But what is this world?  A terror of pre-industrial life, or of the fantasy of returning to the land?  The drudgery of the repetitive and quotidian in the face of a world that is dying with or without us?  (And these days, it is mostly with and probably because of us.)  With Tarr, too:  "The key point is that the humanity, all of us, including me, are responsible for destruction of the world. But there is also a force above human at work – the gale blowing throughout the film – that is also destroying the world. So both humanity and a higher force are destroying the world."  Clearly this higher force is not the god that is dead. The vision is one wherein nature, once harnessed and passive like the Turin Horse, is now being brought to bear upon its own destruction.  The echoes in our own experience of 'human-caused climate change' are clear: if first we sought an alibi or a cover – or wished to pretend we had nothing to do with it – we have found cover in the storms now producing themselves across the Earth in record intensity, seemingly of their own accord.  If our hand set the trap in motion, we didn't build the trap to begin with, and frankly could never have understood its complexity – we were rarely interested in understanding complexity when there was money to be made.   The neighbor comes in and says the same.  The old man becomes the filmmaker.  His task: to give his neighbors palinka in exchange for some coin.  The gypsies come through on a cart, bound for America.

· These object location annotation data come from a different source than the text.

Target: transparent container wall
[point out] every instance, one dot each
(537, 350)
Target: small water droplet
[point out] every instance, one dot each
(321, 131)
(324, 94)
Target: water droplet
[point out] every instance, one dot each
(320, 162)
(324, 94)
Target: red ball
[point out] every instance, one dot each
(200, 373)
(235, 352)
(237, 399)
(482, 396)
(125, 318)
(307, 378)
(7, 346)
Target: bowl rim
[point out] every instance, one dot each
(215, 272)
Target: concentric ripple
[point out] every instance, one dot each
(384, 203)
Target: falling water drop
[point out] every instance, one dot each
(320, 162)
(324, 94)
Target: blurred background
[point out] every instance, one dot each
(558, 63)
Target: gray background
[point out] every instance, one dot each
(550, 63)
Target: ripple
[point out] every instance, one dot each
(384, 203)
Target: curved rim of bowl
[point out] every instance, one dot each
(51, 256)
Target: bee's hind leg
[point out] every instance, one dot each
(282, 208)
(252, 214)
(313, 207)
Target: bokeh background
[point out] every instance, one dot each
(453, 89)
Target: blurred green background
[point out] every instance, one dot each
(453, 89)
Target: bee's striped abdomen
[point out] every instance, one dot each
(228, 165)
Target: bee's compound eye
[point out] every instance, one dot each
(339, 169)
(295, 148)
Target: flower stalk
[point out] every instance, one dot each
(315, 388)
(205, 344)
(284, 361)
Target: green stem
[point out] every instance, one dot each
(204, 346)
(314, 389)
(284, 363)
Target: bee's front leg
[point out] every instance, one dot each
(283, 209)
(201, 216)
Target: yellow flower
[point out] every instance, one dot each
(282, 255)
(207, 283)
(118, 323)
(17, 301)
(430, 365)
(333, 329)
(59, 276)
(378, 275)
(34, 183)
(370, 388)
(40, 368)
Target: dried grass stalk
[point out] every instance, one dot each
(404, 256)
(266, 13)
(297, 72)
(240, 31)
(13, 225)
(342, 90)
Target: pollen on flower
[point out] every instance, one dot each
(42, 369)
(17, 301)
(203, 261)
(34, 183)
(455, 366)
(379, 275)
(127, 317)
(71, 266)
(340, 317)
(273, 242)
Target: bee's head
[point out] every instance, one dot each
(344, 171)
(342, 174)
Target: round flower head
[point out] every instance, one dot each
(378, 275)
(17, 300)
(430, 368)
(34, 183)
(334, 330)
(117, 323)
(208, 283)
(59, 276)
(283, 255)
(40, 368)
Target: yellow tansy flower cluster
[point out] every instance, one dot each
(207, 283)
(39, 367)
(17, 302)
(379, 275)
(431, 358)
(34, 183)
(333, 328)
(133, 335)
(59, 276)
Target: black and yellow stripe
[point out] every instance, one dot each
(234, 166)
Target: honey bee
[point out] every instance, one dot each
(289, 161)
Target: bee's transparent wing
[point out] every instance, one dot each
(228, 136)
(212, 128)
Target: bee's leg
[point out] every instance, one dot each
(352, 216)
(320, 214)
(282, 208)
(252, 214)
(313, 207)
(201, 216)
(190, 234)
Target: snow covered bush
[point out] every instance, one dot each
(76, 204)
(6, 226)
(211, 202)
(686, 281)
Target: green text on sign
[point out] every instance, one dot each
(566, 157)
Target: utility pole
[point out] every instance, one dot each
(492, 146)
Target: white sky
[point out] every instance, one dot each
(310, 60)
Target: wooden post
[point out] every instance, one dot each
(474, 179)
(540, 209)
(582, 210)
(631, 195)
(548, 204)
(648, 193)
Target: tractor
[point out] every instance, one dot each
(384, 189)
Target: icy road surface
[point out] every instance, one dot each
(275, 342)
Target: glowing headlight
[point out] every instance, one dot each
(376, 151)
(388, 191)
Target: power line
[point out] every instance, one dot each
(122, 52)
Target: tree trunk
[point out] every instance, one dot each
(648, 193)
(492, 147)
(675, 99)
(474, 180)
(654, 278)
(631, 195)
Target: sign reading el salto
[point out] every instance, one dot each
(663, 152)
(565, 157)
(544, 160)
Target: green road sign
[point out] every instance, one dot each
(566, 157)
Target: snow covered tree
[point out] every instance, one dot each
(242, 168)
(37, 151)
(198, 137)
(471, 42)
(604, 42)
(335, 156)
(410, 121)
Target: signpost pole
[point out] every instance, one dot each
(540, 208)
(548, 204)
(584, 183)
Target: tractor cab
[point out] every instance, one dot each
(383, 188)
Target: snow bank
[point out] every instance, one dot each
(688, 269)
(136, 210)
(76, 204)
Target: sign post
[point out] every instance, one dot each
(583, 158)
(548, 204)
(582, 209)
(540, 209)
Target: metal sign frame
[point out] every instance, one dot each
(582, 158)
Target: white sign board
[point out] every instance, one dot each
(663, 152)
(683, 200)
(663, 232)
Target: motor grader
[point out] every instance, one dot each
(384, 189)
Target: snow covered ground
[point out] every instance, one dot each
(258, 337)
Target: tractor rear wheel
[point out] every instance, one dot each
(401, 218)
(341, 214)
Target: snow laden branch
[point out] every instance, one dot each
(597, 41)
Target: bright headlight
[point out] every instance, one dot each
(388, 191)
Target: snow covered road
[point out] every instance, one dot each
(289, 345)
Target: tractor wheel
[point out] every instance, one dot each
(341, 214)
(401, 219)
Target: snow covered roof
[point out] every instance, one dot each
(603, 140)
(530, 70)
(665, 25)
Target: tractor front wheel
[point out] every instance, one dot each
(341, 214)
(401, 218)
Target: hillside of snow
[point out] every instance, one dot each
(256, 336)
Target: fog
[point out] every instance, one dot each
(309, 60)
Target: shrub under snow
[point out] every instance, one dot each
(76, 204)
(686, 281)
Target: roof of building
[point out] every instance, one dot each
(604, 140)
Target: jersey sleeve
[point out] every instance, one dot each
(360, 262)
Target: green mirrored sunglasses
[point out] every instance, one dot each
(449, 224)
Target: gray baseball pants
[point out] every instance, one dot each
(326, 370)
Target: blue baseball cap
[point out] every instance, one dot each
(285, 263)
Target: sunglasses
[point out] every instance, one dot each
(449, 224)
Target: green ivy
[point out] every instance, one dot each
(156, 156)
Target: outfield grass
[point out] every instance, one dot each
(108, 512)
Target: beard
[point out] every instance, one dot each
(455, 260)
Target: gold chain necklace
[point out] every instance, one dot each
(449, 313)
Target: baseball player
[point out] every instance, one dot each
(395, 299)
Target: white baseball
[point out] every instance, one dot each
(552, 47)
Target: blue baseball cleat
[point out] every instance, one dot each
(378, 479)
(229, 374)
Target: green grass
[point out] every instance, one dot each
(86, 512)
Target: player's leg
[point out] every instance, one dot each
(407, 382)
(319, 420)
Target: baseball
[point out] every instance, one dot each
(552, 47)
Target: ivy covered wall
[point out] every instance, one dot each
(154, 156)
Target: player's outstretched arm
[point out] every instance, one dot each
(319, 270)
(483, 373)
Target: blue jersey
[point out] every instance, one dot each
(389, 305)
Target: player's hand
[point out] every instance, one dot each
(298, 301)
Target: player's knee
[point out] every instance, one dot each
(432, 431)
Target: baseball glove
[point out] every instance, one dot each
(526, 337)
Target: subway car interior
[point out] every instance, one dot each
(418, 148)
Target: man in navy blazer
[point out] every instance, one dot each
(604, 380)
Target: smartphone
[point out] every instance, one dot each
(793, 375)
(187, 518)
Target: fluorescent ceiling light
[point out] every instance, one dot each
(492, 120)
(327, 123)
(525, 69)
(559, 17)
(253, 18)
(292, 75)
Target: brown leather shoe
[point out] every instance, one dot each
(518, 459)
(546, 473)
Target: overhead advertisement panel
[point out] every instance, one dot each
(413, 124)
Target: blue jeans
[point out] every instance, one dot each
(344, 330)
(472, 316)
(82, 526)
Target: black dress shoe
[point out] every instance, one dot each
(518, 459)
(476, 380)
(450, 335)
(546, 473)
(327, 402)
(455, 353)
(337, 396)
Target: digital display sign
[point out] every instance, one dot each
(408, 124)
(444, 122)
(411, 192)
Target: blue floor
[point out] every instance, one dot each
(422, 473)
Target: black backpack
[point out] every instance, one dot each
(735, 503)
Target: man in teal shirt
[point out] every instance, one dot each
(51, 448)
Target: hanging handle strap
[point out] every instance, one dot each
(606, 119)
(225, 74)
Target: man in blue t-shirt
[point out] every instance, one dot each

The well dries up, or maybe they take the rest of the water with them.  All that's left then is palinka, and the potatoes the man and his daughter can no longer bring themselves to eat.

The work of watching Turin Horse seems to have to do with realizing what is around you as it comes into focus.  The characters slowly become aware of their plight, as the well dries up, and eventually the sun burns out.  Maybe it is a solar eclipse, like the one recreated by the drunken peasants in the bar room of Werkmeister.  The old man and his daughter are of course powerless to do anything about it.  The fact that they, unlike Nietzsche, don't go mad (remember, it is the horse here who loses it) is a foreboding warning of the price of sanity.  What is wrong with you, humanity, that you guard your sanity even now when anyone with any sense would have lost it?  Even the horse has enough sense to do so.  To lose one's sanity in the face of the destruction of the world seems more noble than to continue on as if nothing is happening.  The beast of burden is wise enough to know better.  The dumb brutes turn out to be the farmer and his daughter.